CHF, anemia, COPD, narcotics) or whose
condition might be aggravated by hypoxia
shall be placed on oxygen during flight
and oxygen saturation at or above 90%
at all times. (Exceptions to this are
addressed elsewhere in this protocol).
Patients already on 100% oxygen prior
to flight will need to be flown at lower
altitudes to maintain adequate oxygenation.
f)
Special precautions for chronically
hypoxic COPD patients: Patients
with severe COPD whose oxygen saturations
normally run less than 90% should be
given only enough oxygen to maintain
their “normal” oxygen saturation. Attempting
to go higher will only lead to further
carbon dioxide retention and possible
respiratory arrest or cardiac arrest.
g)
Severely obese patients:
To reduce the risk of barobariatrauma,
the patient will be placed on 100% oxygen
for 15 minutes prior to transport.
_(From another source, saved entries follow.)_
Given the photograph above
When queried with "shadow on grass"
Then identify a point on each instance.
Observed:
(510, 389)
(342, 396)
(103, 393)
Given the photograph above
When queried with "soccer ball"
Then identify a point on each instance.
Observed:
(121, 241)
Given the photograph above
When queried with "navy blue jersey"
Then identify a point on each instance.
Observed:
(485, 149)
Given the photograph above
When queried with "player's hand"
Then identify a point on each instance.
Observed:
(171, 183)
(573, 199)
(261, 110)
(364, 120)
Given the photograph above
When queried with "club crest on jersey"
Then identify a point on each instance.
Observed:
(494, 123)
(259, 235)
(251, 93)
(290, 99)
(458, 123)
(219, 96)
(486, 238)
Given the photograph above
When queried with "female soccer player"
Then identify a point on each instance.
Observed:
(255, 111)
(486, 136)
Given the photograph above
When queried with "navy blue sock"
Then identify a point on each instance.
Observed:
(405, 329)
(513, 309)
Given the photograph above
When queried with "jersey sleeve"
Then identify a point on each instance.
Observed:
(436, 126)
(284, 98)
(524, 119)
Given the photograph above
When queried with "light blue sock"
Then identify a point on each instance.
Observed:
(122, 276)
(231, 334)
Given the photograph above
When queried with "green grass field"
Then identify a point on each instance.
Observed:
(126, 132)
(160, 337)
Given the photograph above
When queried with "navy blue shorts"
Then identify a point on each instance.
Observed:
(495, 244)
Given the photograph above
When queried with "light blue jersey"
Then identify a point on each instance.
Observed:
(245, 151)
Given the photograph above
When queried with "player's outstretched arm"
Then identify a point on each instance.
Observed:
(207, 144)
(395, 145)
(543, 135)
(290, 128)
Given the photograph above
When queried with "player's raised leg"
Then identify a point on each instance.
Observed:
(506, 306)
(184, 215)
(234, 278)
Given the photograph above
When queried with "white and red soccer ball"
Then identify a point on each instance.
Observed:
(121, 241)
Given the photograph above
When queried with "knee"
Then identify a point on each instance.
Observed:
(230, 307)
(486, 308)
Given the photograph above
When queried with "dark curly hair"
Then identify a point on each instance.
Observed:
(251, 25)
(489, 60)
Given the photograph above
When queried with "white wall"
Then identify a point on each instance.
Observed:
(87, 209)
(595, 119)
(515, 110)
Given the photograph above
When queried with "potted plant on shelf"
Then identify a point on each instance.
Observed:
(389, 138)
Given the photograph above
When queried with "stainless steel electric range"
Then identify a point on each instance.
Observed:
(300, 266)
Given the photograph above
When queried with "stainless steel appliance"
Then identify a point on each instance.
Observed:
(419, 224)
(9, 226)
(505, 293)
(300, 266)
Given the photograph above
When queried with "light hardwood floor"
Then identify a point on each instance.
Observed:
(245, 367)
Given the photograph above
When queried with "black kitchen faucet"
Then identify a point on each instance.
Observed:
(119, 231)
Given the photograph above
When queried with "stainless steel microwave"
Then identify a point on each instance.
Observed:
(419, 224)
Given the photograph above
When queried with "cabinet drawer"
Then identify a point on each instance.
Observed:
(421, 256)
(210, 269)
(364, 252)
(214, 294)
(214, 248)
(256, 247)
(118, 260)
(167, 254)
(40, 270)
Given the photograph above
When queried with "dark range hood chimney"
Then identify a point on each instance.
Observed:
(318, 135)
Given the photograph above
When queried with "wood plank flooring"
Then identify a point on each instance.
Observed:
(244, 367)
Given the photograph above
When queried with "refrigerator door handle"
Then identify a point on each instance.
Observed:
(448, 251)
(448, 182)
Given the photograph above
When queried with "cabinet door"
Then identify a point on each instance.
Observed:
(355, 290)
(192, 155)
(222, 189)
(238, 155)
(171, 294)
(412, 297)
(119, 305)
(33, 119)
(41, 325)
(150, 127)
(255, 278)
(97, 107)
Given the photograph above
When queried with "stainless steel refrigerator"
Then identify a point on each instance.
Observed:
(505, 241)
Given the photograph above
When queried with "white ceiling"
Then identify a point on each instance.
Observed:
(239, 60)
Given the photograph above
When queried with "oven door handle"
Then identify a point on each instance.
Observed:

Oxygen
saturation will then be maintained at
or above 95% throughout the flight with
supplemental oxygen.
h)
Appropriate oxygen supplies:
For patients known to require oxygen,
the Medical Coordinator will calculate
the amount of oxygen needed to meet
the patient’s needs from “pick-up” to
“delivery”. Due to potential unforeseen
delays in patient transport, a minimum
of 150% of the calculated need will
be loaded along with the patient.
4)
Gastrointestinal;
a)
Air filled devices:
All balloons shall be filled with
water, when possible. If not possible,
the pressure must be monitored closely.
(e.g. esophageal blake more tubes for
bleeding varices.
b)
Trapped air: NG tubes,
orogastric tubes, and colostomy bags
shall be vented during flight, not clamped.
c)
Patients with non-vented intestinal
or peritoneal air: e.g. bowel
obstruction or recent surgery may need
cabin pressure adjusted to the avoid
complications of air expansion.
d)
Air sickness: Patients
who are prone to or who develop air
sickness shall be offered an antiemetic.
This can be done by mouth, injection
(IM or IV), suppository (e.g. phenergan)
or patch such as trans-derm Scop.
5)
Genito-urinary;
a)
Air filled devices:
Balloons such as foley catheters shall be filled with water when possible.
b)
Voiding:
Patients shall be encouraged to void
prior to flight as well as during fueling
stops. For patients who cannot void
easily, foley catheters will be considered
on all flights which are expected to
be 6 hours or longer.
6)
Skin;
a)
Patient
shall be turned and repositioned at
least every two hours whenever possible.
For flights over 4 hours, the stretcher
should be padded to reduce tissue breakdown.